During cholangiopancreatography, the patient is sedated and an Ogden Clinic gastroenterologist inserts an endoscope inside their digestive system. The endoscope’s camera identifies where the bile duct comes into the intestine. Once identified, your gastroenterologist feeds a tiny catheter into the duct. A contrasting agent is injected into the bile system or pancreas while X-rays are taken with cholangiopancreatography, allowing your doctor to view the ducts of the bile system, gallbladder, and pancreas on the X-rays.

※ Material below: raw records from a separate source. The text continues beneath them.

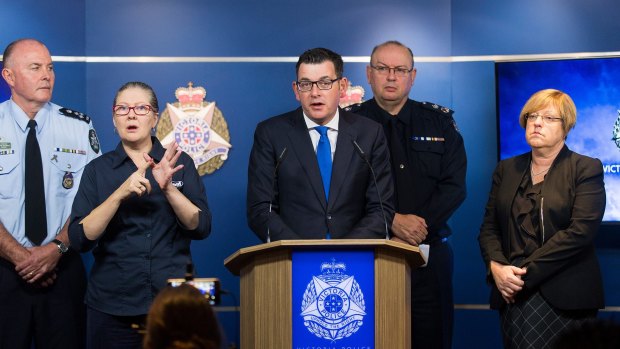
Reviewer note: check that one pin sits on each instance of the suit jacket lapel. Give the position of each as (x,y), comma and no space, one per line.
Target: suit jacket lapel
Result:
(514,178)
(302,147)
(344,154)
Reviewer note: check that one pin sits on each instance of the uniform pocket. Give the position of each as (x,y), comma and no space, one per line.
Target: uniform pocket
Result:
(65,167)
(429,155)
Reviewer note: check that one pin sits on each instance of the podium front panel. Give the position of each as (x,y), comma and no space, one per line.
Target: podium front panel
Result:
(333,298)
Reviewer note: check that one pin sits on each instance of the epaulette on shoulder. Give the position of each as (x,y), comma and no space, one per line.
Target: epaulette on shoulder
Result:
(353,107)
(437,108)
(74,114)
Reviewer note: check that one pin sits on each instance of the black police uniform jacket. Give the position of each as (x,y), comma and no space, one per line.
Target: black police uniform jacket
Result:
(430,164)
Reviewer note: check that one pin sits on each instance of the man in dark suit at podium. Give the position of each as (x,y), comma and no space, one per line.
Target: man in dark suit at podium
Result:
(310,174)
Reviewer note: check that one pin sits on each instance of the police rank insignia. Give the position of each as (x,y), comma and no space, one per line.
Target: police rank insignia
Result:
(333,304)
(67,180)
(198,127)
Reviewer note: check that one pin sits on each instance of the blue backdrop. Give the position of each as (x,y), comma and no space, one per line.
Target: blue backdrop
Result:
(450,39)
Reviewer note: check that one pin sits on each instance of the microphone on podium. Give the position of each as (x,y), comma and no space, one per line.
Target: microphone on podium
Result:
(273,184)
(374,179)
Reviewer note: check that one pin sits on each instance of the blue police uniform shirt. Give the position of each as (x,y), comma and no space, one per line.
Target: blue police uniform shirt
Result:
(144,244)
(67,141)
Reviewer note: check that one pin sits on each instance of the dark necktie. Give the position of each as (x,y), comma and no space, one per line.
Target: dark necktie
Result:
(36,220)
(324,156)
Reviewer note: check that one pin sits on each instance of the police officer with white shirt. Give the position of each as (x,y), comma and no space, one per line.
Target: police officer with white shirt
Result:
(42,283)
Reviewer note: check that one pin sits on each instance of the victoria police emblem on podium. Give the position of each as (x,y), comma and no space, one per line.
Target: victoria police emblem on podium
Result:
(198,127)
(333,299)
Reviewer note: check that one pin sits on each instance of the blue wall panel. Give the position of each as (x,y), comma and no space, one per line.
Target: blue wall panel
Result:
(247,93)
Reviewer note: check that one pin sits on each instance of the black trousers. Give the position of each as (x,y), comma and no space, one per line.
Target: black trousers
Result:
(432,313)
(50,317)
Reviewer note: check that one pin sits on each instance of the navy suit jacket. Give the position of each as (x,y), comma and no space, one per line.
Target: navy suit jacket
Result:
(300,209)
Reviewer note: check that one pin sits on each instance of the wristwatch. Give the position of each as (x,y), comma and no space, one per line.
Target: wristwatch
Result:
(62,248)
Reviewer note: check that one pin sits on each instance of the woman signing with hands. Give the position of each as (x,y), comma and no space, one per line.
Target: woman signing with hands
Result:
(138,208)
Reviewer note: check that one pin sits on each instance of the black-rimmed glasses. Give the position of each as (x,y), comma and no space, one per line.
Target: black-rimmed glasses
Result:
(122,110)
(323,84)
(385,70)
(547,119)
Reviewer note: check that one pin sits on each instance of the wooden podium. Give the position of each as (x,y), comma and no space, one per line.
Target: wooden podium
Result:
(266,282)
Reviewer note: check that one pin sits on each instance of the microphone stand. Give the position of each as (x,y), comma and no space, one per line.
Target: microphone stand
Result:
(374,179)
(273,184)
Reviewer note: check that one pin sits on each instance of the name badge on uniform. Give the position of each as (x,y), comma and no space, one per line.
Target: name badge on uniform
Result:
(428,139)
(67,180)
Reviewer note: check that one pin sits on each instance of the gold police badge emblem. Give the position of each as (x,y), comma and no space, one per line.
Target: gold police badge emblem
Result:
(197,126)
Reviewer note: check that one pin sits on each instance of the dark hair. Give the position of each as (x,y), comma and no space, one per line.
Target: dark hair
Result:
(8,51)
(181,318)
(153,98)
(395,43)
(319,55)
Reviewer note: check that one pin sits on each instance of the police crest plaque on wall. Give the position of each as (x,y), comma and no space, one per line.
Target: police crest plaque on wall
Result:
(333,299)
(197,126)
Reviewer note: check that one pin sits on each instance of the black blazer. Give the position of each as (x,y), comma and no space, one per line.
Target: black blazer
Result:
(300,210)
(565,268)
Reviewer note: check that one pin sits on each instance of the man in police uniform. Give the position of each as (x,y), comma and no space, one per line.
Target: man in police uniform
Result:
(41,283)
(429,165)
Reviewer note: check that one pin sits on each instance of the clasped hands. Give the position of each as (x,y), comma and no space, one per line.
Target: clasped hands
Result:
(409,229)
(508,280)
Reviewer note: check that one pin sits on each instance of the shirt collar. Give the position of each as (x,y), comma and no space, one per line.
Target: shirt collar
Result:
(120,155)
(332,124)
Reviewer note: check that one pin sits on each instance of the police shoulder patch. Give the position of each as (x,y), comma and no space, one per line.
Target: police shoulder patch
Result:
(353,108)
(437,108)
(74,114)
(447,112)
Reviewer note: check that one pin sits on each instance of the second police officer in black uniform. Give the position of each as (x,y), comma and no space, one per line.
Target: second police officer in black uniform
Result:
(429,166)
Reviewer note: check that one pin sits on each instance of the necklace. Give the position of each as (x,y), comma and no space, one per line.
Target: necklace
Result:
(538,173)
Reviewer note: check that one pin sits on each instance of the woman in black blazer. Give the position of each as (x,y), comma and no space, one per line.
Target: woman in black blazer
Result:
(544,209)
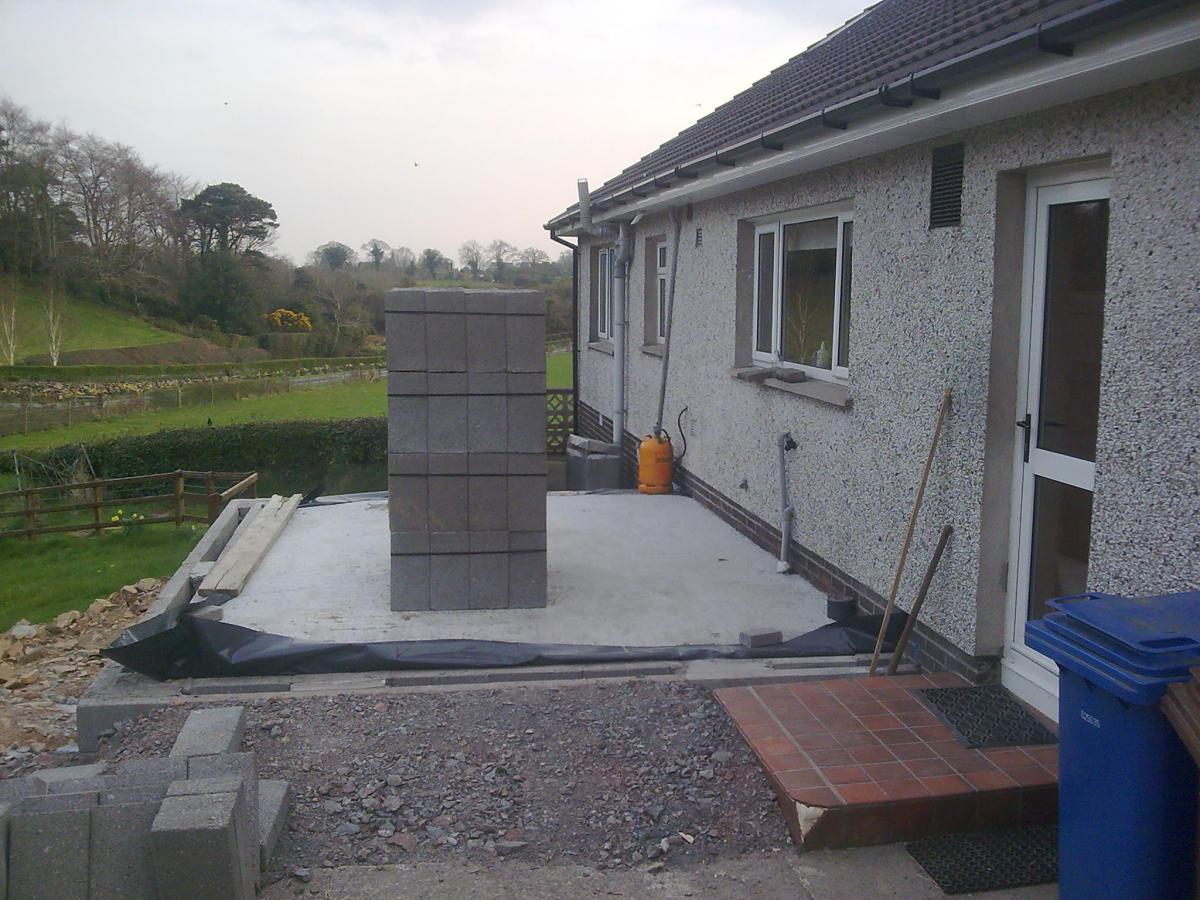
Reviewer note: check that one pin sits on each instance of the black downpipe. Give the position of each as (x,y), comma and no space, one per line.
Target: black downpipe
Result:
(575,329)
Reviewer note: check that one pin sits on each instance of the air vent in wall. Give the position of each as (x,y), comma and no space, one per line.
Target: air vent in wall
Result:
(946,187)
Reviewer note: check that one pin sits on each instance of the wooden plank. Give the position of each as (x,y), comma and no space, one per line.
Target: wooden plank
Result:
(244,555)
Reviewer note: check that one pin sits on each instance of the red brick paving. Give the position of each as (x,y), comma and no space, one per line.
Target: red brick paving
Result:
(862,761)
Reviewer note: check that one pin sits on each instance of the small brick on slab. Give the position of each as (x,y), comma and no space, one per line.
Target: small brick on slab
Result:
(760,637)
(211,731)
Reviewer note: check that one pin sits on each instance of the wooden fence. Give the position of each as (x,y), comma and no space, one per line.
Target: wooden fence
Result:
(82,505)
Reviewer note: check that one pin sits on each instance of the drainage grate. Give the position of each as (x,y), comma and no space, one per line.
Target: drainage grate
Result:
(990,861)
(987,715)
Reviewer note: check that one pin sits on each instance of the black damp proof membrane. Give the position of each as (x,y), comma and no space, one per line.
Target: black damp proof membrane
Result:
(178,645)
(990,861)
(987,715)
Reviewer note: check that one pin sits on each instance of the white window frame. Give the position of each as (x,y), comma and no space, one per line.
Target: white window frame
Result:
(604,294)
(775,225)
(660,291)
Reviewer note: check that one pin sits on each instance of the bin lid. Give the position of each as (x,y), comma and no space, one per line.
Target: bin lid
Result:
(1145,642)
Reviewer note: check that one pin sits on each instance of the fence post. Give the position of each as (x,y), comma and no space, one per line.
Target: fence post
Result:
(179,498)
(214,498)
(30,517)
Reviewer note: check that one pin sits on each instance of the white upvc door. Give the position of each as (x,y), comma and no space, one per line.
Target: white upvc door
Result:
(1057,405)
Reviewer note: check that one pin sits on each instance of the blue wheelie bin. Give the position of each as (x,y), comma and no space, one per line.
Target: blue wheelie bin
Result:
(1127,786)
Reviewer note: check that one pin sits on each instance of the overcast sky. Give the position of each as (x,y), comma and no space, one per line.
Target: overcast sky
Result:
(421,123)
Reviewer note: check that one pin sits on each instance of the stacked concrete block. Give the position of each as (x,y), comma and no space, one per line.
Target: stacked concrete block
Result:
(467,449)
(198,823)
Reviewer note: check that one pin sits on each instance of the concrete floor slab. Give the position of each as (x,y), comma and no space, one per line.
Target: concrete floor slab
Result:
(624,569)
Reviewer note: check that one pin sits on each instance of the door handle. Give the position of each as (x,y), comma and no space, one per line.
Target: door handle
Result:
(1026,425)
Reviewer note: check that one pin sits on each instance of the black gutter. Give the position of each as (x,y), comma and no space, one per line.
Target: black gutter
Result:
(575,329)
(1055,36)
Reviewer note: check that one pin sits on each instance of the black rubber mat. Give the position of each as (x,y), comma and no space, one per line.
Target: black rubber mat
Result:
(990,861)
(987,715)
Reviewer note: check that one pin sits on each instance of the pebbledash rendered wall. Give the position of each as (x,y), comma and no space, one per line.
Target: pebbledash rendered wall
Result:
(923,319)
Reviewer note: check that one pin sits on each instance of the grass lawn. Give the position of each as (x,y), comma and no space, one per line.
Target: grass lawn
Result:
(89,327)
(52,574)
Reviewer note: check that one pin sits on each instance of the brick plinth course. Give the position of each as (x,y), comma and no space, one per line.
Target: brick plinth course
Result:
(467,449)
(181,826)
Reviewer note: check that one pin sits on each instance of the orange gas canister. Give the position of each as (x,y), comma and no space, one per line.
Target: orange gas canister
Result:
(655,462)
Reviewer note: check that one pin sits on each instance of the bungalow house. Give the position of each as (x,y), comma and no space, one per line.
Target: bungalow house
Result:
(1000,198)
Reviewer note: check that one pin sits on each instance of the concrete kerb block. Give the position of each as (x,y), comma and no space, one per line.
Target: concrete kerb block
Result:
(49,840)
(198,847)
(121,859)
(207,732)
(274,803)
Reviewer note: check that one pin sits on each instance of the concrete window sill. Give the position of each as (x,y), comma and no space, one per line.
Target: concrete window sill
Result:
(831,393)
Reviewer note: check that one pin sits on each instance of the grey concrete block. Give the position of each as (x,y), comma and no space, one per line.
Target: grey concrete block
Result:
(405,300)
(449,582)
(408,384)
(209,774)
(526,343)
(408,503)
(198,847)
(489,465)
(487,419)
(207,732)
(527,383)
(49,849)
(448,425)
(525,303)
(406,342)
(527,540)
(274,802)
(121,865)
(479,383)
(527,580)
(527,463)
(445,342)
(445,300)
(408,425)
(448,463)
(489,541)
(449,541)
(449,503)
(760,637)
(489,503)
(411,582)
(408,463)
(527,503)
(486,343)
(527,424)
(489,581)
(448,382)
(407,543)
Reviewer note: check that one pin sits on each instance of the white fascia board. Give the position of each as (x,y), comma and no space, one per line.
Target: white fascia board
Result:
(1153,49)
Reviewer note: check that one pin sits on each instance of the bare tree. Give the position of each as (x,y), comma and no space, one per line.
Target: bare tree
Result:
(472,255)
(7,327)
(501,253)
(54,323)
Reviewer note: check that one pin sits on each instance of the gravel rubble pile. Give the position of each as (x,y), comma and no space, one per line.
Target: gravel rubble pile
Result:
(612,775)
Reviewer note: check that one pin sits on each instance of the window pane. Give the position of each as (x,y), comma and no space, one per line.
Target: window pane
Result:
(1062,538)
(766,299)
(810,265)
(663,307)
(1073,328)
(847,263)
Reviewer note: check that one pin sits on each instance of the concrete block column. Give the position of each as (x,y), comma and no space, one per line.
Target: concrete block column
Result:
(467,448)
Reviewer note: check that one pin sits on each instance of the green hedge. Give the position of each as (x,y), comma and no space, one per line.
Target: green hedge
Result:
(187,370)
(291,457)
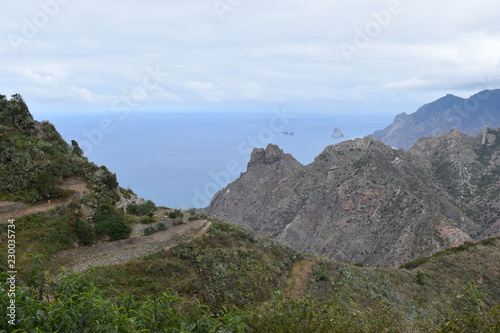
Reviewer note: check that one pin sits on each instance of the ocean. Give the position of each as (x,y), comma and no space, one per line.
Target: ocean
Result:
(181,159)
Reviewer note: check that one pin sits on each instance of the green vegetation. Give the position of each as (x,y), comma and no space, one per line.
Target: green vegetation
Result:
(226,267)
(70,302)
(34,159)
(147,220)
(112,223)
(339,297)
(464,247)
(154,229)
(142,210)
(177,213)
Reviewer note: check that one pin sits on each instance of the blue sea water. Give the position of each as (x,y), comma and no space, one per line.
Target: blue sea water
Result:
(180,160)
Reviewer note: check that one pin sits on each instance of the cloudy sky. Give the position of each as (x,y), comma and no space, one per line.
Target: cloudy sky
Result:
(362,55)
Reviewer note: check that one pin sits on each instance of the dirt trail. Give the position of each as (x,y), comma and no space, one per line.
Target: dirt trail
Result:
(77,185)
(298,278)
(118,252)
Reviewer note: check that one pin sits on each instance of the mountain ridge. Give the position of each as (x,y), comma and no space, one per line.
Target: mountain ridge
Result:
(441,116)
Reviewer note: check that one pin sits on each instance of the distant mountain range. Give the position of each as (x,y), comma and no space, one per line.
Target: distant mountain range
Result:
(362,201)
(469,116)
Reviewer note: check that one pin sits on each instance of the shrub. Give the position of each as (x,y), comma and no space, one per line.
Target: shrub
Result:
(176,214)
(149,231)
(83,232)
(147,220)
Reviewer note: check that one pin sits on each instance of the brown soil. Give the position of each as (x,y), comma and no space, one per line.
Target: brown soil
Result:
(77,185)
(296,283)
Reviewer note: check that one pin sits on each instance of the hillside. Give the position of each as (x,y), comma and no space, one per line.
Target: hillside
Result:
(143,268)
(468,115)
(361,201)
(195,286)
(59,199)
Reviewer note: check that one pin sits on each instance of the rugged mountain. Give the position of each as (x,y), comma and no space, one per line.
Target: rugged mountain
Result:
(361,201)
(467,115)
(469,169)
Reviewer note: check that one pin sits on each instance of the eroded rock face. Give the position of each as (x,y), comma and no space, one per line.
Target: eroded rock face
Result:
(360,201)
(468,115)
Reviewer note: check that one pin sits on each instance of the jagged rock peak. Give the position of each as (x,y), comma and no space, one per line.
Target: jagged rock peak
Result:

Procedures performed during ERCP

Once your Ogden Clinic gastroenterologist has determined the problem with cholangiopancreatography, many conditions can be treated while the patient is still sedated. These include:

  • Bile duct drainage with stent placement
  • Gallstone removal
  • Sphincterotomy (making an incision in the bile duct to help small gallstones and bile drain)
  • Cell sampling (cytology)

Preparation for ERCP at Ogden Clinic

Like an EGD, the Ogden Clinic ERCP procedure requires patients to fast six hours before the test to empty his/her stomach. Sedation is given, so the patient must arrange for a responsible person to take them home and must not return to work or daily activities for 24 hours following the procedure.

After Your ERCP Procedure

Following their ERCP procedure, Ogden Clinic patients may have a sore throat that should only last a couple hours. Complications are rare, but patients should call our office if they experience continuous coughing, fevers, chest pain, or nausea up to 72 hours after ERCP.